Patrick's jig gave place to a reel on Thomas's kit and that, in turn, to another from Patrick Henry, each faster and more furious than the last. It seemed that mortal fingers could fly no faster, and the whites of old Jonah's eyeballs shone in the candlelight as he rolled them. At the end of Tom's last tune, which was a veritable whirlwind, Patrick threw up his hands.
"I'm done for!" he called out. "He's a mountain-peak of song! He's a mocking-bird and a nightingale in one. He's a—well, he's everything I'm not with a fiddle. I surrender without the honors of war!"
Chuckling with delight, Jonah broke into gay tune, partners were chosen in a hurry, and Thomas Jefferson, Patrick Henry, Barbara and the rest were soon hard at it again, all of their former attempts at style and stateliness forgotten.

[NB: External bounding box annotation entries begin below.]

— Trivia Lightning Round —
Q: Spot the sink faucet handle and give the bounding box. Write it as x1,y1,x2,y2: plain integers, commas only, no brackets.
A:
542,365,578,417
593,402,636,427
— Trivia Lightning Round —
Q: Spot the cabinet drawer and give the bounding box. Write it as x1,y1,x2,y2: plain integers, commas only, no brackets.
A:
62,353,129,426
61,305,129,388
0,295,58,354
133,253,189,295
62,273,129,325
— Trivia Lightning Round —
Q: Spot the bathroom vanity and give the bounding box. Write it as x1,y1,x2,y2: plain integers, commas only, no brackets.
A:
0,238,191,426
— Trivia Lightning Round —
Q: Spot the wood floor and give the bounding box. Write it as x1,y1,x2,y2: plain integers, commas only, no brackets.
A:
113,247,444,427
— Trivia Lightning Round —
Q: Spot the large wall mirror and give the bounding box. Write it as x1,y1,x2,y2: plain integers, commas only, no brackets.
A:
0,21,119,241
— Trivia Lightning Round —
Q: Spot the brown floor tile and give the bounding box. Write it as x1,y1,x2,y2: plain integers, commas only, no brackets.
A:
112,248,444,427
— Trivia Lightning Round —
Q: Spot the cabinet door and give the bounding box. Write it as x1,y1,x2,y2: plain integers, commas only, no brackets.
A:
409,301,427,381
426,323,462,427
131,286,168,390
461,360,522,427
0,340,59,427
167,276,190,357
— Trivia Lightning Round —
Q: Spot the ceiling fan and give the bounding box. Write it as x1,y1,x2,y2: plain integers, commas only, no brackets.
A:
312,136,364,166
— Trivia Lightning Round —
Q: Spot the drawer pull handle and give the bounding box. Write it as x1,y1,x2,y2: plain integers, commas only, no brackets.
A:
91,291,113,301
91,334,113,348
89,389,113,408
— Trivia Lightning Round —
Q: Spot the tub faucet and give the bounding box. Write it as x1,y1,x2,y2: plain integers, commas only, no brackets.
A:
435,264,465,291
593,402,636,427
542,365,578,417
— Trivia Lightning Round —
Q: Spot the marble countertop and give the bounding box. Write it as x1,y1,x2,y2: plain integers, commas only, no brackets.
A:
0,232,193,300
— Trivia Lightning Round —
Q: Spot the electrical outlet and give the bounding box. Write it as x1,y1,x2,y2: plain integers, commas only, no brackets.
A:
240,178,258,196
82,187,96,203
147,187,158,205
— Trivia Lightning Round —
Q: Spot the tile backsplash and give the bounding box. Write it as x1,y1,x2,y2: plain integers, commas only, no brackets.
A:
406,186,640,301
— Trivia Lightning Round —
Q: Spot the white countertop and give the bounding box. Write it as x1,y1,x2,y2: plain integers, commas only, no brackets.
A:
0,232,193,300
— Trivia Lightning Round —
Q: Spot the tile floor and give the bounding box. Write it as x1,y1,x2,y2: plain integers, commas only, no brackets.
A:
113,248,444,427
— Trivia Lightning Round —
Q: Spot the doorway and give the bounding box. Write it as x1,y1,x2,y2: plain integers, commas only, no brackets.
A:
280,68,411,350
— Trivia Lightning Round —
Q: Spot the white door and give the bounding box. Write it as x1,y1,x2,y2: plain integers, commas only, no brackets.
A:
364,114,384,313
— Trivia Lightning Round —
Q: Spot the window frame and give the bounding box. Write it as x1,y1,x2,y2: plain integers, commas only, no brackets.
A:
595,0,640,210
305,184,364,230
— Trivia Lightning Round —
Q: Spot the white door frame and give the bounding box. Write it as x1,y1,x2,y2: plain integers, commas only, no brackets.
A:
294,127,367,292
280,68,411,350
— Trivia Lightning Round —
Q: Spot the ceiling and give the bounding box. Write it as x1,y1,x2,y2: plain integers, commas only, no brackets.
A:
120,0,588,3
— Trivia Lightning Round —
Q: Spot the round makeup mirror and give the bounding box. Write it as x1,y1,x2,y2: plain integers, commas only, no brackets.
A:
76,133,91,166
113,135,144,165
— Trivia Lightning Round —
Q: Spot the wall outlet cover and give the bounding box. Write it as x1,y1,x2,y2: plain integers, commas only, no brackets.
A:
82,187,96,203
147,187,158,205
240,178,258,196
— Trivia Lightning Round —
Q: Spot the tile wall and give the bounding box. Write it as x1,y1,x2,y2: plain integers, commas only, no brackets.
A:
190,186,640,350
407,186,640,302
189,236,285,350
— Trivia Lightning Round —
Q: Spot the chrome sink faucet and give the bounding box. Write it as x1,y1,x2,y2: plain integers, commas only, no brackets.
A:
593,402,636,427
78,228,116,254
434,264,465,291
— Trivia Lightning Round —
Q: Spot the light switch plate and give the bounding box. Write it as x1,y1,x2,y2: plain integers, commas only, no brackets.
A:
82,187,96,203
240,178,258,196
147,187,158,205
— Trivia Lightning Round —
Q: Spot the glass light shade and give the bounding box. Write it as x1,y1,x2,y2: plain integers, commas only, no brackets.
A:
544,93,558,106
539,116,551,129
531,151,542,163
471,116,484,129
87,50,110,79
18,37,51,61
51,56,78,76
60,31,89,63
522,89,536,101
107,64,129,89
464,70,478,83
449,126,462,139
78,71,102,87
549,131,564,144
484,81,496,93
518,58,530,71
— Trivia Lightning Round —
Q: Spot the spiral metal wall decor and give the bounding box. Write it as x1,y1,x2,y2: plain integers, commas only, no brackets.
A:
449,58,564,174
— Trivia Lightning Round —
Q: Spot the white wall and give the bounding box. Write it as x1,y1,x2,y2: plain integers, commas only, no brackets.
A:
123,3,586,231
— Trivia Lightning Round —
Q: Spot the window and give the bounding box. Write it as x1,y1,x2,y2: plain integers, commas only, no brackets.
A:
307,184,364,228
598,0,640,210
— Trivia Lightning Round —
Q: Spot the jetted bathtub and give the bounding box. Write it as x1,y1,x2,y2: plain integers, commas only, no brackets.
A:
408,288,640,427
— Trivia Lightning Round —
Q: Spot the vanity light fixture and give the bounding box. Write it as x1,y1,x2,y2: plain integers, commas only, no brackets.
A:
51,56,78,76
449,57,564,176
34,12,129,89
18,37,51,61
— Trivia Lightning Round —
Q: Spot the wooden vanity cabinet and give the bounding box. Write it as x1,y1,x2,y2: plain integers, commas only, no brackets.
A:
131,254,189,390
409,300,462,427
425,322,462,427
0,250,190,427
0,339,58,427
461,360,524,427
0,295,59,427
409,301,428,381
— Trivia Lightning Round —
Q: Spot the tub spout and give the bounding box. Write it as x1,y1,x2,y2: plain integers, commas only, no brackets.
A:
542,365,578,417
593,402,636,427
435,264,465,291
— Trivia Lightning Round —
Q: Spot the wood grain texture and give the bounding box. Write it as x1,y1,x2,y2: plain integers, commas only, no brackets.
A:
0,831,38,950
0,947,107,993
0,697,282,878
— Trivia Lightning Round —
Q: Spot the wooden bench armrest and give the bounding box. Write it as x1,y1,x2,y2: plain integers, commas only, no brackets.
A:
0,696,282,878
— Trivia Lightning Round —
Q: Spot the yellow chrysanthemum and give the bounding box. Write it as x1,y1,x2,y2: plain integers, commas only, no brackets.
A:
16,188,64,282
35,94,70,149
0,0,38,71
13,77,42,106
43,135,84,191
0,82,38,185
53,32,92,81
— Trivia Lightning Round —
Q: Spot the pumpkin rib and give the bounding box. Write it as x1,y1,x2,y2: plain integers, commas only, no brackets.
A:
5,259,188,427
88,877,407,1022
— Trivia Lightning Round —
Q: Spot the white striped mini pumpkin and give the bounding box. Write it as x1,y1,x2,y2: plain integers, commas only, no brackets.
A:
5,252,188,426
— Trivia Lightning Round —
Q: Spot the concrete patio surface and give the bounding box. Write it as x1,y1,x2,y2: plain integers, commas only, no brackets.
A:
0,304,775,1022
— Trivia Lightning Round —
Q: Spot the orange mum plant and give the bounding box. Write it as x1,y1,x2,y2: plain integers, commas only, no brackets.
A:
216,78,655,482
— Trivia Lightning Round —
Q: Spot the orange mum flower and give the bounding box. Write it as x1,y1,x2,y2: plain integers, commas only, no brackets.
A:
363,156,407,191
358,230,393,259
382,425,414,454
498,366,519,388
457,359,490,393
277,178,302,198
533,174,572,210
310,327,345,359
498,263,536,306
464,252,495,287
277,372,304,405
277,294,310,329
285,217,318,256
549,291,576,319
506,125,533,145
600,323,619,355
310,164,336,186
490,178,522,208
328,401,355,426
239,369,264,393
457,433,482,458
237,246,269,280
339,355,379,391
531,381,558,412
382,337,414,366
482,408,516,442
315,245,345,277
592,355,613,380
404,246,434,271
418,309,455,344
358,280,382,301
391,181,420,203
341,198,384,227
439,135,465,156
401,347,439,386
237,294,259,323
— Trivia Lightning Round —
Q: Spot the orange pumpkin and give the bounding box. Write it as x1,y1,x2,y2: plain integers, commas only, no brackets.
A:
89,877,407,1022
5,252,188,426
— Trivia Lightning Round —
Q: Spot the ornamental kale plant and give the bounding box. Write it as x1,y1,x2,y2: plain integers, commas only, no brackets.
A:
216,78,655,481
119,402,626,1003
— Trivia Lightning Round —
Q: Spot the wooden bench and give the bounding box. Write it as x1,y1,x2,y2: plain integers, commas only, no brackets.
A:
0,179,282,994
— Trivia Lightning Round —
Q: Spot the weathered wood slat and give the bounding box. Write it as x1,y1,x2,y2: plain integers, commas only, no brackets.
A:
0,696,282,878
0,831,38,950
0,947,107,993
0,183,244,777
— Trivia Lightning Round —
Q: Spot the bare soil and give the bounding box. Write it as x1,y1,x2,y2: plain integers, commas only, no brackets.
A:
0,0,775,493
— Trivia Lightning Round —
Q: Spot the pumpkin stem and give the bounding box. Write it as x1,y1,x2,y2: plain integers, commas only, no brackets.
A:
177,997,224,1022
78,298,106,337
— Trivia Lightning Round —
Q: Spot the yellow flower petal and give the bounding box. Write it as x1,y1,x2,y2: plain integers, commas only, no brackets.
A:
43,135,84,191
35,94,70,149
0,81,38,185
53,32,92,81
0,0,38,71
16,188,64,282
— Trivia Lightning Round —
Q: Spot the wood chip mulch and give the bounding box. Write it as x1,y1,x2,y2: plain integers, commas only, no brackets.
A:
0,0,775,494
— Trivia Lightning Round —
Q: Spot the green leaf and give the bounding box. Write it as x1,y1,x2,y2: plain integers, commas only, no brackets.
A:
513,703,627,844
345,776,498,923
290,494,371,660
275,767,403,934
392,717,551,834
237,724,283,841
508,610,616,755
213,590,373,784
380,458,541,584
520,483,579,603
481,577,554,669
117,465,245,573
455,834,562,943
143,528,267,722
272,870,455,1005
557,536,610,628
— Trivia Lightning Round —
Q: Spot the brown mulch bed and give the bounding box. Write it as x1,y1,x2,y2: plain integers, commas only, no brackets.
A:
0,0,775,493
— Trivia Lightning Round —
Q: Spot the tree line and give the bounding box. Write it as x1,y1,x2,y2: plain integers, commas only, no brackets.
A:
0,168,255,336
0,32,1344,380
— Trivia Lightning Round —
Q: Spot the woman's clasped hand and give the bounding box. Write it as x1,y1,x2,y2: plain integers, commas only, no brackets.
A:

When the dancing was at last over, and the girls and their mothers and cousins and aunts of elder years had trooped up the wide stair to their rooms, the boys stood or sat about the fireplace for a final talk. Tom found Patrick Henry beside him, and before many minutes their talk turned to the College of William and Mary and the town of Williamsburg.
"You've been to Williamsburg, of course?" he asked.
Patrick shook his head and sighed.
"Not yet, but I'll be there before I'm much older. I've been reading about it, though—everything I can get. It's a fine place. Wait, I've a paper here that tells something."
The two bent over the page while Patrick read aloud:
"The city of Williamsburg, which is the seat of the vice-regal court, a court that is second only to that of St. James in London in elegance, is gayest in the wintertime. Then, the carriages of the gentry, the entertainments given at the palace and the splendor and wealth of the fashionable world make it a center of refinement and beauty!"
Thomas drew a long breath.
"So that's what it's like," he murmured, half to himself, and sat back thinking, his long square chin on his hand, while Patrick Henry and the others went on talking.